L'opposition a continué à défier le pouvoir mercredi en Iran, avec la tenue d'une nouvelle manifestation de masse à Téhéran pour réclamer l'annulation de la présidentielle, alors que les autorités ont accentué leur pression contre le camp réformateur et les médias occidentaux.

La République islamique est confrontée à la plus importante contestation populaire en 30 ans d'existence, depuis l'annonce samedi de la réélection de l'ultraconservateur Mahmoud Ahmadinejad. Son principal rival, Mir Hossein Moussavi, soutenu par les réformateurs, crie à la fraude.

M. Moussavi a déposé avec les deux autres candidats, Mehdi Karoubi et Mohsen Rezaï, une contestation devant le Conseil des gardiens de la constitution.

Cette institution, finalement chargée par le guide suprême, l'ayatollah Ali Khamenei, d'examiner les plaintes, a fait savoir qu'elle entendrait les trois protestataires samedi.

Elle doit rendre au plus tard dimanche un avis sur un nouveau décompte.

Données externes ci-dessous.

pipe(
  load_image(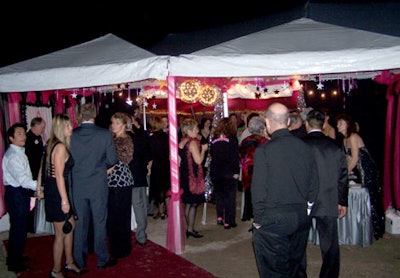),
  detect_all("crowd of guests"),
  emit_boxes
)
[2,101,387,277]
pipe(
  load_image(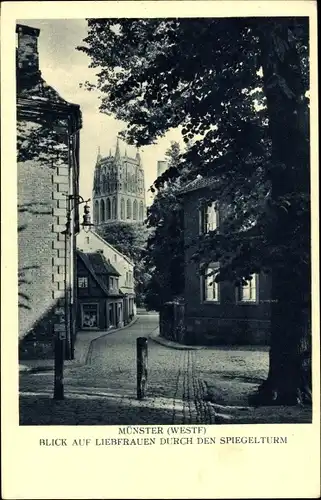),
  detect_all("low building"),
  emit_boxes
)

Mais, dans un communiqué, Mir Hossein Moussavi a réitéré son appel à de nouvelles élections.

«Nous souhaitons calmement protester contre la manière malsaine dont a été tenue l'élection avec comme objectif de la faire annuler pour que soit organisé un nouveau scrutin qui garantisse que cette fraude honteuse ne se reproduira pas», a-t-il dit.

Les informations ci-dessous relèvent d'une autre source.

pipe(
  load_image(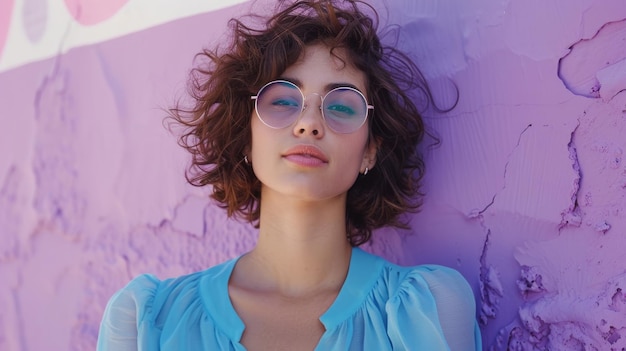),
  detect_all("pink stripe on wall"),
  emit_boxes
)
[0,1,625,350]
[0,0,14,58]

Au lendemain de leur marche dans le calme mardi, plusieurs dizaines de milliers de partisans de M. Moussavi, avertis via Internet, se sont à nouveau rassemblés à Téhéran, malgré l'interdiction.

Ils ont défilé en silence entre les places Haft-é Tir et Enqelab, sans incident, ont indiqué des témoins ayant contacté l'AFP. De brèves images de cette manifestation ont été diffusées par la télévision d'Etat.

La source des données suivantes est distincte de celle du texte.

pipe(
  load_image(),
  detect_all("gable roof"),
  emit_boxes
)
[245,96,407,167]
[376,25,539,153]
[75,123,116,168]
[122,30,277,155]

M. Moussavi a aussi appelé à une journée de deuil jeudi pour les sept civils morts lundi dans des heurts entre manifestants et miliciens islamistes.

Par ailleurs, le grand ayatollah Abdolkarim Moussavi Ardabili a demandé «aux responsables concernés» de traiter les contestations des candidats «de manière impartiale» et de parvenir à «un verdict convaincant». C'est le quatrième haut responsable religieux de ce rang à lancer un tel appel depuis samedi.

Ne lâchant pas non plus la pression, le pouvoir a de son côté multiplié les interpellations d'opposants, y compris en province où des manifestations ont eu lieu, comme à Mashhad et Tabriz.

Dans une lettre au chef de la justice, M. Moussavi et l'ancien président réformateur, Mohammad Khatami, ont demandé la libération des personnes arrêtées ces derniers jours.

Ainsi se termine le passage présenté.